In committing their capital, investors made it possible for us to attempt to build Kite. To our investors: thank you for your belief in us, and I’m sorry it did not work out. I know that our investors will continue funding new businesses, even if a large percentage don’t work out. I am thankful to live in a world where investors take such risks, because this risk-taking is a necessary ingredient of progress.
To the team: It’s incredible how much life force goes into making early-stage startups move forward. Every day is an act of optimism and selflessness contribution to the world. And we worked on Kite for seven years.
We made innumerable sacrifices to build Kite. We took below-market salaries to extend our runway and worked long days, especially in the first half of our company’s life. Our team came from top backgrounds, and recruiters called us all the time with larger roles and offers elsewhere. But we wanted to contribute to the world in a special way, and did so at Kite through our herculean efforts and by taking the risk that our project might not work out.
I’m sorry it did not work out. We took a chance that we could dramatically accelerate the rate of software development in the world. We ran the experiment, and despite great efforts on everyone’s parts, the experiment did not work.

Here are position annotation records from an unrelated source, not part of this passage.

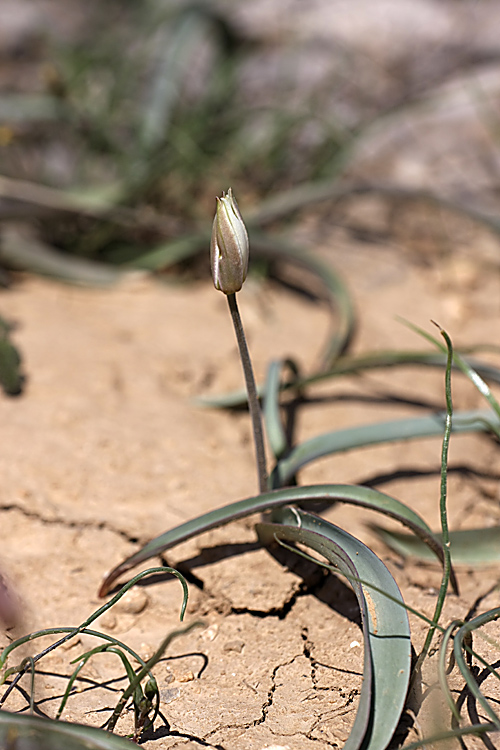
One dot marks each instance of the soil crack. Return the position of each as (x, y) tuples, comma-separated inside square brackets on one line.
[(58, 521)]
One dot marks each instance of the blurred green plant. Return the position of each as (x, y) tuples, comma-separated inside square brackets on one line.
[(387, 658)]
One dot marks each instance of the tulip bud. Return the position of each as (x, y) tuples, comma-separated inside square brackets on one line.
[(228, 246)]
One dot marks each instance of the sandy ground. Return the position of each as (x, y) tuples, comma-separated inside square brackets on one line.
[(106, 448)]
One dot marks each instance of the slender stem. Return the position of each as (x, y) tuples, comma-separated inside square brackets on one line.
[(253, 399), (443, 511)]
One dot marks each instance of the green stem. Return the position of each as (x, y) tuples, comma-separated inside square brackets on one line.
[(253, 399)]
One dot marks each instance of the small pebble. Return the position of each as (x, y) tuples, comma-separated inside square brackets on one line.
[(210, 634), (108, 621), (236, 645), (133, 601), (169, 694), (187, 677)]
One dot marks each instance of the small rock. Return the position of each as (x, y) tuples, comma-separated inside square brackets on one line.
[(133, 602), (186, 677), (210, 634), (235, 645), (108, 621), (169, 694)]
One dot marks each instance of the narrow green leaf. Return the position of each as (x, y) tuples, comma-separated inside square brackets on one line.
[(468, 546), (339, 298), (361, 496), (387, 656), (458, 645), (374, 434), (34, 733), (348, 365)]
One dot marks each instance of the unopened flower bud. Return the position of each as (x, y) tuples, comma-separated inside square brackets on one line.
[(228, 246)]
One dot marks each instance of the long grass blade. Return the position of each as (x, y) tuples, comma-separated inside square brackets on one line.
[(458, 646), (360, 496), (374, 434), (468, 546), (385, 622), (34, 733), (348, 365)]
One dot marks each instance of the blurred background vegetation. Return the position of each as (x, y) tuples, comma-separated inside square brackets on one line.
[(120, 121)]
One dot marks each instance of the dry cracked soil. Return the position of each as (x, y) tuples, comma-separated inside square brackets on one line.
[(107, 447)]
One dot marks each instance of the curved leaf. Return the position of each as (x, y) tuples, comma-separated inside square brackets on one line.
[(386, 631), (381, 432), (362, 496), (458, 644), (467, 546), (33, 733), (348, 365)]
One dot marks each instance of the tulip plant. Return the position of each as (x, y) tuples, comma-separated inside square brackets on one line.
[(388, 670)]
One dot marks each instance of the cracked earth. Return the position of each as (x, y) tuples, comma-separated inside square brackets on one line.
[(106, 448)]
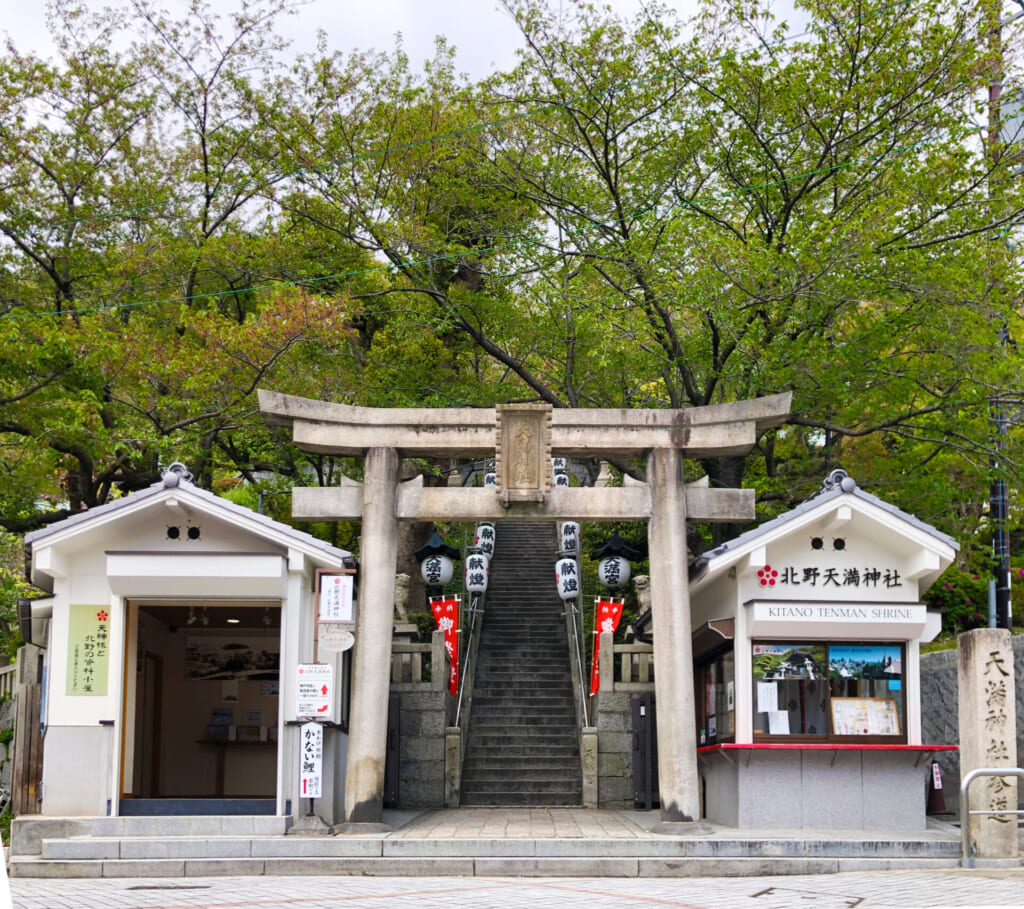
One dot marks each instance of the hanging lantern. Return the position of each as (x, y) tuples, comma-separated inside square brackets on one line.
[(613, 571), (477, 568), (570, 536), (484, 538), (567, 578), (435, 561), (436, 569)]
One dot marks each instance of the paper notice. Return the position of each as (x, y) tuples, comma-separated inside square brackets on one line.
[(778, 723), (767, 697)]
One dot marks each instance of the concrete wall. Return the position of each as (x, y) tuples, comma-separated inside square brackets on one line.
[(851, 790), (421, 749), (939, 704), (614, 749)]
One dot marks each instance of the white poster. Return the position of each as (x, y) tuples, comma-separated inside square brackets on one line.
[(314, 692), (311, 761), (336, 598), (778, 723), (767, 697)]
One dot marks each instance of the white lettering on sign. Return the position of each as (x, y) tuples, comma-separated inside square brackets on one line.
[(310, 761), (314, 691)]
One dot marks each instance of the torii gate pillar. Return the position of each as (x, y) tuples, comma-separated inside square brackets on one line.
[(372, 659), (664, 437), (678, 782)]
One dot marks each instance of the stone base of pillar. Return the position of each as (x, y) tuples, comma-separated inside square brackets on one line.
[(357, 828), (311, 825)]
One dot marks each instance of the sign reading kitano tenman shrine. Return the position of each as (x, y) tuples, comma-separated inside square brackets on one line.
[(522, 439)]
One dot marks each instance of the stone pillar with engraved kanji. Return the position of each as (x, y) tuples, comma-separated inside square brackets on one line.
[(988, 737)]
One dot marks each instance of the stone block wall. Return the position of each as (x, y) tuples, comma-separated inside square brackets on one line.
[(614, 749), (939, 705), (421, 749)]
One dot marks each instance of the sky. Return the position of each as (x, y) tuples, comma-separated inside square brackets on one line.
[(484, 36)]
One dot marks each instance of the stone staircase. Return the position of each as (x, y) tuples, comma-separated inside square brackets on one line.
[(522, 747)]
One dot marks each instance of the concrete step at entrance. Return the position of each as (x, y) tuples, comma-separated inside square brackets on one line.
[(94, 848)]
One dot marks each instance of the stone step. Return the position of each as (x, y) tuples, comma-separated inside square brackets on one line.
[(664, 856)]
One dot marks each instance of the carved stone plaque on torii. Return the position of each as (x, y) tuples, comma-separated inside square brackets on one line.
[(522, 439)]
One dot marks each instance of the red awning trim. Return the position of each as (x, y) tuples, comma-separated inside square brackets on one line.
[(823, 746)]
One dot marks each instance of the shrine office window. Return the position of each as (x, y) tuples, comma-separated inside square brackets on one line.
[(816, 691), (715, 685)]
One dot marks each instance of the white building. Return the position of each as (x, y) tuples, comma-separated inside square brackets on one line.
[(176, 623)]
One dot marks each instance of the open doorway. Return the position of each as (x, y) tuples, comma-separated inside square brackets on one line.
[(201, 707)]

While I believe in taking responsibility and learning from failure, I do not believe in regret. It’s too easy to make the mistake of using 20/20 hindsight to second-guess past decisions. And given what little we knew when we started Kite in 2014, I can only look back with love on our courage to take the risk. It’s because of such courage that we live in a world of rapid progress.
So I hope you take immense pride in what we did together, and I hope you continue to be courageous in your career moving forward.
I’m optimistic about that given what we have done so far after Kite. We are making a tremendous impact after Kite, including alumni who have already founded startups such as Silo, Zippy, Pipekit, Skipper, StandardCode, Firezone, and I’m sure many more to come.
Finally, to our users: thank you for enthusiastically embracing new ideas, including Kite. Your enthusiasm fueled our effort, and your feedback directed it. We loved working with you through countless emails, Github posts, and live conversations. Developers are so authentically passionate about their craft and anything that can advance it — this passion is one of the things we’ve missed the most in our work since moving on from Kite and developer tools.
The future is bright
We can’t wait for AI to revolutionize programming. Computers are so magical; it will be amazing to experience a step-function increase in what they can do for us.
While Kite was a pioneering startup in this area, we were not the company to land it. That’s not the outcome we were hoping for when we started, but we celebrate the courage and contributions from everyone who made the experiment happen.
Thank you, and keep building.
P.S. Most of our code has been open sourced on Github here. It includes our data-driven Python type inference engine, Python public-package analyzer, desktop software, editor integrations, Github crawler and analyzer, and much more.